Ridley Scott adapta obra de ficção e filma o grande noir dos anos 80

Marcos Strecker

(Fonte: Jornal "Folha de São Paulo", 19 de maio de 1990)

 

"Blade Runner, O Caçador de Andróides" foi tratado após eu lançamento como um grande cult - foi mesmo um dos criadores desta expressão - e chocou pela maneira como recriava a imagem do futuro, até então unânime entre as ficções científicas.

Qualquer filme que previsse o futuro mostrava um mundo limpo, livre de todas as imperfeições humanas. Também invariavelmente mostrava os homens prisioneiros de sua própria eficiência tecnológica, já que os computadores de última geração seriam capazes de se sobrepor ao desejo e à determinação do homem.

"2001, Uma Odisséia no Espaço" (1968), de Stanley Kubrick, um dos maiores representantes dessa linha, foi realizado quando a tendência era a construção de computadores cada vez maiores.

"Blade Runner", adaptação não muito fiel do livro "Do The Androids Dream of Eletric Schep?", de Philip K. Dick, mostra a realidade dos anos 80, quando a chamada "revolução dos pequenos", a criação do microcomputador, pulverizou a estrutura armada pelos grandes fabricantes.

Não é à toa que os criadores de tecnologia no filme de Ridley Scott são pessoas que usam pequenos laboratórios caseiros, apesar da existência onipresente do grande fabricante, uma multinacional.

"Blade Runner" prevê um futuro com grandes cidades sujas e superpovoadas, onde o homem conviveria com uma mistura caótica de línguas e raças. Enquanto filme, tem estrutura simples. É uma recriação dos filmes noirs dos anos 40 e 50, em que uma história de amor é desenvolvida num meio adverso e selvagem e onde a fotografia tem um grande papel na caracterização do clima, invariavelmente tenso e desesperançado.

Uma grande corrente de críticos considera, no entanto, "Os Duelistas" (1977) o melhor filme de Ridley Scott. Ambientado na época napoleônica, seu enredo gira em torno de dois oficiais do exército francês que se enfrentam por anos em sucessivos duelos.

Quem assistiu se lembrará de uma de suas seqüências, em que os dois vão se enfrentar de espada na mão em cima de seus cavalos.

Como aconteceu em outras ocasiões, tudo é estudado de forma a criar um clima de tensão e raiva entre os dois personagens.

Mostrando ousadia e maestria na direção, a seqüência alterna planos dos personagens sucessivamente parados e em movimento, uma edição que deixaria qualquer montador arrepiado e que, no entanto, só enriqueceu o longa-metragem.

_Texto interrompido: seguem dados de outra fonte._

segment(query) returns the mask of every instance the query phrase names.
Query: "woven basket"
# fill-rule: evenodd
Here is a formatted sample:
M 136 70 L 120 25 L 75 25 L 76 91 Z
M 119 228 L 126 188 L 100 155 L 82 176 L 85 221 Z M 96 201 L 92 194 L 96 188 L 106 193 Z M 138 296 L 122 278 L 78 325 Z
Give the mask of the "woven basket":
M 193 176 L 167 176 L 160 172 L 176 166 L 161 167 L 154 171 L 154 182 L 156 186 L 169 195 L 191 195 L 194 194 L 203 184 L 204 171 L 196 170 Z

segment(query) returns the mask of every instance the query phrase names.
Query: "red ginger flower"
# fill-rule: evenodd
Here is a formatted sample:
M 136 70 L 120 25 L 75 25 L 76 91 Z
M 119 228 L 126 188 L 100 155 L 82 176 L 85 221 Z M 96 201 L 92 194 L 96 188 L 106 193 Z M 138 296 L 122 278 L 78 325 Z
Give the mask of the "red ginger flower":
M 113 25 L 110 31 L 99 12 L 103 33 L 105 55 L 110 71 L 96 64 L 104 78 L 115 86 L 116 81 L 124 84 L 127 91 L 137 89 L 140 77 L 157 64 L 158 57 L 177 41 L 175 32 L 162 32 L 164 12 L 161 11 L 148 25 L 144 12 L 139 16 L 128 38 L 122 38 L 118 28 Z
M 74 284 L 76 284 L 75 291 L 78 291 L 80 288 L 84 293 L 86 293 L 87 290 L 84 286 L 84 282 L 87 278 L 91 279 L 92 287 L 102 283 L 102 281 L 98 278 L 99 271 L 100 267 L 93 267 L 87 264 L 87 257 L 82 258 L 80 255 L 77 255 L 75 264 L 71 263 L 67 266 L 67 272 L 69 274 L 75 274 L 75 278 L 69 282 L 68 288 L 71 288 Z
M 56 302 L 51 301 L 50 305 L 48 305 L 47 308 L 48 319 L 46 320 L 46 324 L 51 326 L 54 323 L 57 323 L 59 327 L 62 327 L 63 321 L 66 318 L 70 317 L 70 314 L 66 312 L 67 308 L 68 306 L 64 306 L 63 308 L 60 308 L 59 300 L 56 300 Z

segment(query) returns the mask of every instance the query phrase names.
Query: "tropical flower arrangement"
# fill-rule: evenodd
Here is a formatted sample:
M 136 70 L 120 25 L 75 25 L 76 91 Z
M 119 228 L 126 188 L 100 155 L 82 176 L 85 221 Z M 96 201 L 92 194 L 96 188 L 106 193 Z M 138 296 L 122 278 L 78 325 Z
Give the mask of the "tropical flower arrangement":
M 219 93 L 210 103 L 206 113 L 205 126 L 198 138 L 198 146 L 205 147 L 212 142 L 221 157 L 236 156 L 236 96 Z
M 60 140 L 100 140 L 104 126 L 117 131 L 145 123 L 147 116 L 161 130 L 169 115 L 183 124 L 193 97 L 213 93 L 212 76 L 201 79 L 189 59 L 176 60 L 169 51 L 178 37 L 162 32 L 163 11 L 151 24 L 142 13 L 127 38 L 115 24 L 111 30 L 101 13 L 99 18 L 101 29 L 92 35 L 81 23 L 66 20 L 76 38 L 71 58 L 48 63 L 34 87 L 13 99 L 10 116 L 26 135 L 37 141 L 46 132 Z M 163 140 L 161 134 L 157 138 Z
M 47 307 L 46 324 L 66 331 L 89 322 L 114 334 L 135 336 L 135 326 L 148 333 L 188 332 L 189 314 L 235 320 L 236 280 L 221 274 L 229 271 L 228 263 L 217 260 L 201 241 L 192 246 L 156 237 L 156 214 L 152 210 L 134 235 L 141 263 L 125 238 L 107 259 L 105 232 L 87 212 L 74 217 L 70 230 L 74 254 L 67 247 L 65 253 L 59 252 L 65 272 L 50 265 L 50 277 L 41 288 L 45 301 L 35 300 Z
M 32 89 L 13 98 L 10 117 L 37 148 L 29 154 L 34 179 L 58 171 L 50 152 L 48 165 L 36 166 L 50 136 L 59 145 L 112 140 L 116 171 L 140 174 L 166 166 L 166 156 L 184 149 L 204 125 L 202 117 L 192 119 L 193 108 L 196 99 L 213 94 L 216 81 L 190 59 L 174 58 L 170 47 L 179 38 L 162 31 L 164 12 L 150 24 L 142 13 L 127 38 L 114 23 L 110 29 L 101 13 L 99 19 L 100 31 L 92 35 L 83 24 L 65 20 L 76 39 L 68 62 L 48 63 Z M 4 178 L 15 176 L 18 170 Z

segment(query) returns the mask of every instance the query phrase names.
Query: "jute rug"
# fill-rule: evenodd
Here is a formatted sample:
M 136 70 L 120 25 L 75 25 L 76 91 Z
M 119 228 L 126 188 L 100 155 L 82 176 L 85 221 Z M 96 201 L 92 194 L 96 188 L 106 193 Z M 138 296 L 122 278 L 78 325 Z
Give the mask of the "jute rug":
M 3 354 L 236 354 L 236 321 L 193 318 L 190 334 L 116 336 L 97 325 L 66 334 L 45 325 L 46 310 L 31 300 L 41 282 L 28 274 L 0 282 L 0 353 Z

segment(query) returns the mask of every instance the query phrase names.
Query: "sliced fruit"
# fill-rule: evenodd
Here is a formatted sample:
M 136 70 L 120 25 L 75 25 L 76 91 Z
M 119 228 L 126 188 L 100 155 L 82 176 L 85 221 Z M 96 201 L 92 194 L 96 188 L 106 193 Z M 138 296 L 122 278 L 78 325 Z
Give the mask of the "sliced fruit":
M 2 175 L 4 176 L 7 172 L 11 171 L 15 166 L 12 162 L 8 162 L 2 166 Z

"Os Duelistas" projetou Ridley Scott numa área que não é o seu forte. É uma adaptação de um livro de Joseph Conrad, um clássico que exige uma boa caracterização de época, localização de personagens dentro do contexto histórico (elogiá-lo já seria uma ofensa para os mais ortodoxos, sabendo-se que Ridley Scott é um grande diretor de filmes publicitários, antes de ser um grande cineasta).

É uma característica especial, já que "Blade Runner" e "Alien, o Oitavo Passageiro" (o segundo filme de Ridley Scott, realizado em 1979) são duas ficções científicas, um gênero que é desprezado (por críticos e produtores, de olho em produções baratas).

"Os Duelistas", também evidencia um aspecto que talvez seja uma unanimidade entre os analistas da obra de Scott. Ele é um grande construtor de imagens - "Os Duelistas", em especial, é considerado um filme com uma fotografia muito boa -, e todos os seus trabalhos têm um ótimo tratamento plástico e uma direção de arte muito bem realizada.

Mas nem todas as produções de Ridley Scott - que tem uma filmografia relativamente pequena, de seis longas-metragens - são, grandes obras. "A Lenda" (1985), uma fábula baseada no clássico "A Bela e a Fera", foi considerado uma grande decepção e "Perigo na Noite" (1987), um policial apenas mediano, foi encarado como sinal definitivo de decadência do diretor.

Com o lançamento de "Black Rain", ano passado (1989), Scott se reabilitou e transportou sua visão pessimista - realista, talvez - do futuro para o Japão, onde Michael Douglas ia caçar um grande traficante de drogas.

Muito criticado por ter pretensamente reabilitado a construção plástica de "Blade Runner", "Black Rain" foi violentamente acusado de racista, por dar uma imagem muito negativa do Japão (o calcanhar de Aquiles da economia norte-americana atual) e de sua cultura. É um exagero. Ridley Scott é um grande cineasta e "Blade Runner", por mais que o tempo mostre rugas antes imperceptíveis, já ficou marcado como o grande filme noir do anos 80.